PLEASE NOTE: CITRUS TREES ARE NOT SHIPPED OUTSIDE SOUTHERN CALIFORNIA
Plant Care Information
How To Water
The quantity and frequency to water citrus trees depend on factors such as plant size, soil type, and the seasonal time of the year. A newly planted 5-gallon size citrus tree should receive about 5 gallons of water weekly during the Winter, twice per week in the Spring and Fall, and 3-4 times per week in the Summer depending on how clay to sandy is the soil. A 15-gallon size tree would require about 15 gallons of water.
To Water by hose – Create a raised berm creating a ring wider than the tree’s canopy and flood the interior well with a hose multiple times until the soil is saturated.
Sprinklers – Run time 15 – 25 minutes for 15-gallon size
Bubbler – Run 7 minutes at 2 GPM for 15 gallon size
Drip – Run 1 hour with 5 heads at 4 GPH for 15-gallon size
Increase the amount of water as the tree grows depending on the soil and space available.
Fertilizer and Plant Nutrition
Fertilize citrus trees with a balanced fertilizer. Use the manufacturers general recommendations. Organic sources of fertilizer include manure and blood meal. Bone meal is a great source of phosphorus. Potash is often used as an organic potassium input in agriculture. Specialty fertilizers that contain a balanced amount of NPK are commonly available and often sold as citrus food.

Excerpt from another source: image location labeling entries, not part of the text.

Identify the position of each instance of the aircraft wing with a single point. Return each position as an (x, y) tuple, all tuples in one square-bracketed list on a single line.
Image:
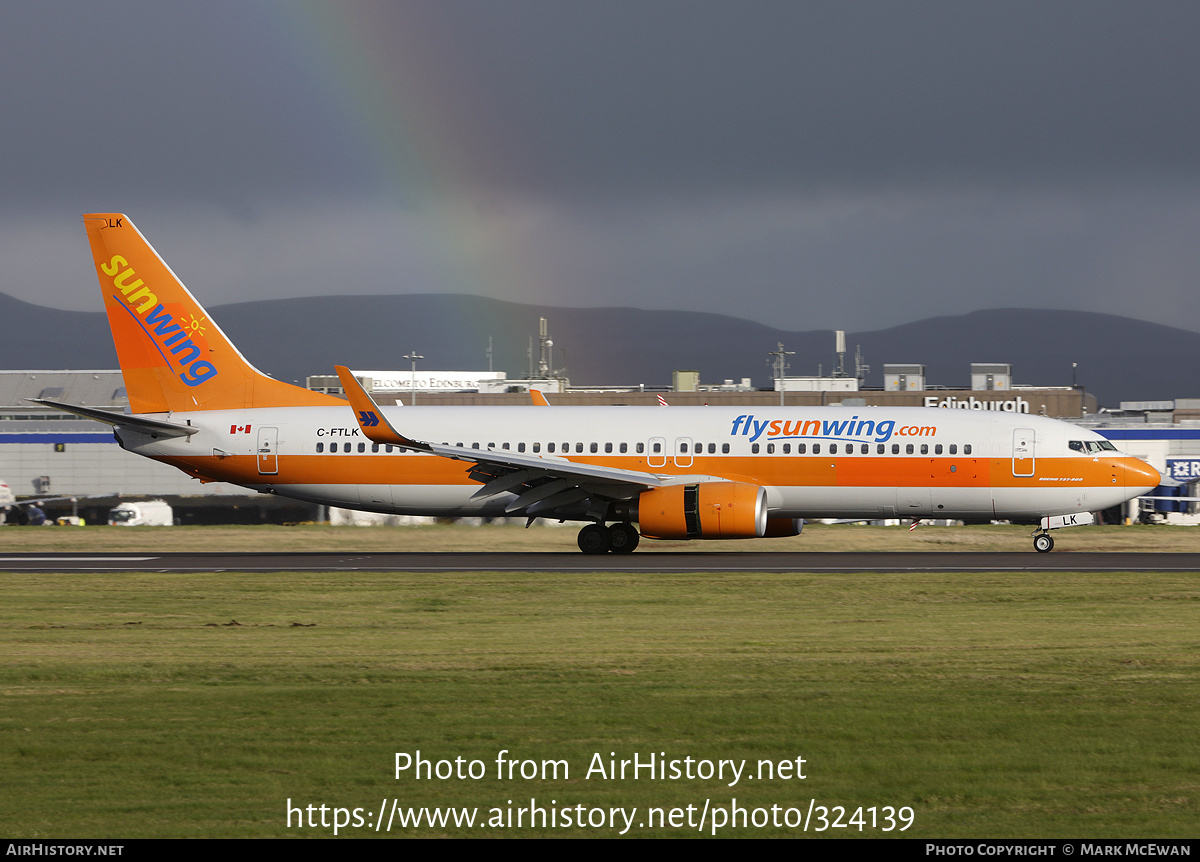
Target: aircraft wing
[(540, 483)]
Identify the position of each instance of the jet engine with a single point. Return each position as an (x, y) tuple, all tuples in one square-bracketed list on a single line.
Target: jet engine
[(706, 510)]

Winter Pruning and Summer Thinning
Prune fruit trees in the Winter to maintain size and shape to prepare for Spring growth. Thin the tree in the Summer, and remove excessive fruits. Remove any dry twigs and branches. Cut off any new growth below the graft or very low in the tree, this will direct the plant’s energy to its main branches. Thin your trees during the Spring and Summer seasons to ensure the plant’s energy is directed as desired. If the plant provides an overly large quantity of fruits for that branch. Reduce the quantity of fruit so that what remains grows larger. This will also prevent broken limbs. Harvest ripe fruit to prevent undesired pests.

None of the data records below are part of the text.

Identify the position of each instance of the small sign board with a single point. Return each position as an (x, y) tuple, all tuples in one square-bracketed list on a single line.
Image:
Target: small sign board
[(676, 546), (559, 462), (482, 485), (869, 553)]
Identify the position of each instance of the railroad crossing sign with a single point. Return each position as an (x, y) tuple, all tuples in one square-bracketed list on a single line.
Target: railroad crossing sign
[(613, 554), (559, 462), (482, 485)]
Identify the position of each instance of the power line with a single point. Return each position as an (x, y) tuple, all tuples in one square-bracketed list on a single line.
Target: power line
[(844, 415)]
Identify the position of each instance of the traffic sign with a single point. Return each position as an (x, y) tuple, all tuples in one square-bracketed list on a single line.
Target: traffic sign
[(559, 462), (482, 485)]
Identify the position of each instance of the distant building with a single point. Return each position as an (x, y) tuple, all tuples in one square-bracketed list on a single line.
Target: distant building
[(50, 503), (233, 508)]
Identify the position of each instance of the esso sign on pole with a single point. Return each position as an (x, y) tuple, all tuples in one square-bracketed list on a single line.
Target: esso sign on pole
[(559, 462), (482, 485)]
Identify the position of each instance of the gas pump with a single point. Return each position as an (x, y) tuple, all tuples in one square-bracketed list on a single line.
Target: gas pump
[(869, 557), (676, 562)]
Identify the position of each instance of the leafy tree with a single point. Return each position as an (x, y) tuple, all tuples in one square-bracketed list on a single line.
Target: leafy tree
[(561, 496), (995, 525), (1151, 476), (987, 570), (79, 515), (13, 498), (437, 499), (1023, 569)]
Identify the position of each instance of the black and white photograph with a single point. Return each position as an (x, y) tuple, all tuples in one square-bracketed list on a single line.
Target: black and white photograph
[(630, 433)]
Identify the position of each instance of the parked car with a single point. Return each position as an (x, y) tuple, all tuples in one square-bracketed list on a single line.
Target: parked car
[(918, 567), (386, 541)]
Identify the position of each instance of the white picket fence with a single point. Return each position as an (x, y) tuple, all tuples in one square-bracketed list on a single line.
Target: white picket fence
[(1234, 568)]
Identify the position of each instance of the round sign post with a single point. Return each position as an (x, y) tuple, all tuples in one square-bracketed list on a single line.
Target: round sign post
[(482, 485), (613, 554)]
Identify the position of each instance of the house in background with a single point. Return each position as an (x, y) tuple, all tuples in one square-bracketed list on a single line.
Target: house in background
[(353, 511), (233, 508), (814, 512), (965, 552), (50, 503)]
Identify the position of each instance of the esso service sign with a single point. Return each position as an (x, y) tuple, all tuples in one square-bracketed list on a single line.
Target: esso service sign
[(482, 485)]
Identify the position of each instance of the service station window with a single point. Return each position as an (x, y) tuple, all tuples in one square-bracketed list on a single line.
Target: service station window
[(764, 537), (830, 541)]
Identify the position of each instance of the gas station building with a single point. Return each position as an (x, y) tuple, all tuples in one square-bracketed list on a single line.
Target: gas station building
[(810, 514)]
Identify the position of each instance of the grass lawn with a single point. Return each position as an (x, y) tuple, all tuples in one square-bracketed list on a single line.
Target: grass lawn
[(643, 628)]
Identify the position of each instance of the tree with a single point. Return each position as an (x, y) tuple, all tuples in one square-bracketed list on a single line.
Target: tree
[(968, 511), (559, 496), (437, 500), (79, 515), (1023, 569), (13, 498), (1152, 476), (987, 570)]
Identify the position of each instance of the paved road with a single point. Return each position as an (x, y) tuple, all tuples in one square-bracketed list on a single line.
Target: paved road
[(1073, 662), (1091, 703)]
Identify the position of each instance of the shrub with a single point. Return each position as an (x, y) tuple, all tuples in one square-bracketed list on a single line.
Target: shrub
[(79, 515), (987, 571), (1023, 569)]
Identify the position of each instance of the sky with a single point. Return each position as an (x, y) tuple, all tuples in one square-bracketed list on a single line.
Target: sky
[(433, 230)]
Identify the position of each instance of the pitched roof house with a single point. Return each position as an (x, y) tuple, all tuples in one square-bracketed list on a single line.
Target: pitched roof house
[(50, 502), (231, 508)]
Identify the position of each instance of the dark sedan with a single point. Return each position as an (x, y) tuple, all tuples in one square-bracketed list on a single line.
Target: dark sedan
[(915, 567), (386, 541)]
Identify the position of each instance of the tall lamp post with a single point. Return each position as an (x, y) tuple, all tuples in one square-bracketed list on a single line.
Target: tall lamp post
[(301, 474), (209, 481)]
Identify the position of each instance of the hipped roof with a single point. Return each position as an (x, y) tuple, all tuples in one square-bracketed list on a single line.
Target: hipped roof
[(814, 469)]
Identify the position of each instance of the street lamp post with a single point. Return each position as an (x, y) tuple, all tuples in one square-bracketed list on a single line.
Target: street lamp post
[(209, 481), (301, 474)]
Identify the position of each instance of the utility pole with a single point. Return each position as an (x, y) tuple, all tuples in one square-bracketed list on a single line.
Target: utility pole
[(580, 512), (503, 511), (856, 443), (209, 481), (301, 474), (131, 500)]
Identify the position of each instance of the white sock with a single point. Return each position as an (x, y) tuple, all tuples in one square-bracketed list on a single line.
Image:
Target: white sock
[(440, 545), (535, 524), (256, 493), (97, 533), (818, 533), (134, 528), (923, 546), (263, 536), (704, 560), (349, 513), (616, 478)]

Harvesting and Pest Management
The basics of integrated pest management is cleanliness and the use of a combination of methods. This means we use of organic pesticide when the pest population reaches a threshold that requires action. Horticultural oils such as Neem oil is an organic pesticide that controls tiny, soft bodied insects. Use organic Bordeaux and Liqui-cop to manage fungus causing diseases such as powdery mildew, rust, and leaf-curls.
Keep a clean environment, free of weeds and dropped fruit that host insects or attract animals. Harvest when fruit reaches size and store indoors. Use repellants and bird netting to protect your harvest from other animals.